German

Nested
Re: eliminating prompts with special characters
User: nsh
Date: 2/14/2008 11:56 pm
Views: 167
Rating: 19

Well, I could build a model this weekend, until that you probably need to install and try pocketsphinx either on windows or, better on Linux. About language model, filtering is a trivial step already done by language modelling toolkits, we'll return to this later when we'll have acoustic model but you only need to use one of them.

 

Re: eliminating prompts with special characters
User: nsh
Date: 2/15/2008 3:45 pm
Views: 201
Rating: 23
Hm, the only little problem exists, where can I download the audio? It's rather annoying to check every archive in Listen page.
Re: eliminating prompts with special characters
User: kmaclean
Date: 2/15/2008 5:52 pm
Views: 2627
Rating: 16

Hi nsh,

Unfortunately I have not moved any German audio to subversion.

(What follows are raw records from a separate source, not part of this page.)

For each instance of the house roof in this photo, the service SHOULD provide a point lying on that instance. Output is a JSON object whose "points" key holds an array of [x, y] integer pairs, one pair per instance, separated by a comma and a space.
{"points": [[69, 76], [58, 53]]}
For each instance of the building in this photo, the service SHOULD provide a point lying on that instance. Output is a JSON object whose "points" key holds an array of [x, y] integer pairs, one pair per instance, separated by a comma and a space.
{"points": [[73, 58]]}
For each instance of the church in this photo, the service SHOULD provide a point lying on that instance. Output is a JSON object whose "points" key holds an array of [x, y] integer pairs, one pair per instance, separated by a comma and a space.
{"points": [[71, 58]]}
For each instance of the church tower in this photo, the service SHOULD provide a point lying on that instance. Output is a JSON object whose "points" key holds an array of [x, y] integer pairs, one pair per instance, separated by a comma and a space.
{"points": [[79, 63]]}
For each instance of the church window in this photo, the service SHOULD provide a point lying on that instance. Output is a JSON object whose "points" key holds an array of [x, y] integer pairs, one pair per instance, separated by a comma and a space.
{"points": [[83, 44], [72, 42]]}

However, here is quick and dirty way to get the audio:

1.  $wget -r -l2   http://www.voxforge.org/home/downloads/speech/german-speech-files -A "ralfherzog*" 

this will create a directory called www.voxforge.org

2. search the directory for *.zip files using Gnome's search tool, and drag the results to the directory you want.

Ken 

Re: eliminating prompts with special characters
User: nsh
Date: 2/17/2008 7:11 am
Views: 266
Rating: 27

Ok, I created a model from a third of audio data, you can download it here:

  http://www.mediafire.com/?2bmbsmmzrm5

it decodes numbers quite well

Re: eliminating prompts with special characters
User: nsh
Date: 3/15/2008 4:06 am
Views: 193
Rating: 15
Ken, can I just commit audio to the repo? Will it be available for download? There is some interest in optimizing models and missing audio is the biggest obstacle.
Re: eliminating prompts with special characters
User: kmaclean
Date: 3/15/2008 8:05 am
Views: 206
Rating: 13

Hi nsh,

Yes, go for it! You should have commit access to the German svn repository... if not let me know.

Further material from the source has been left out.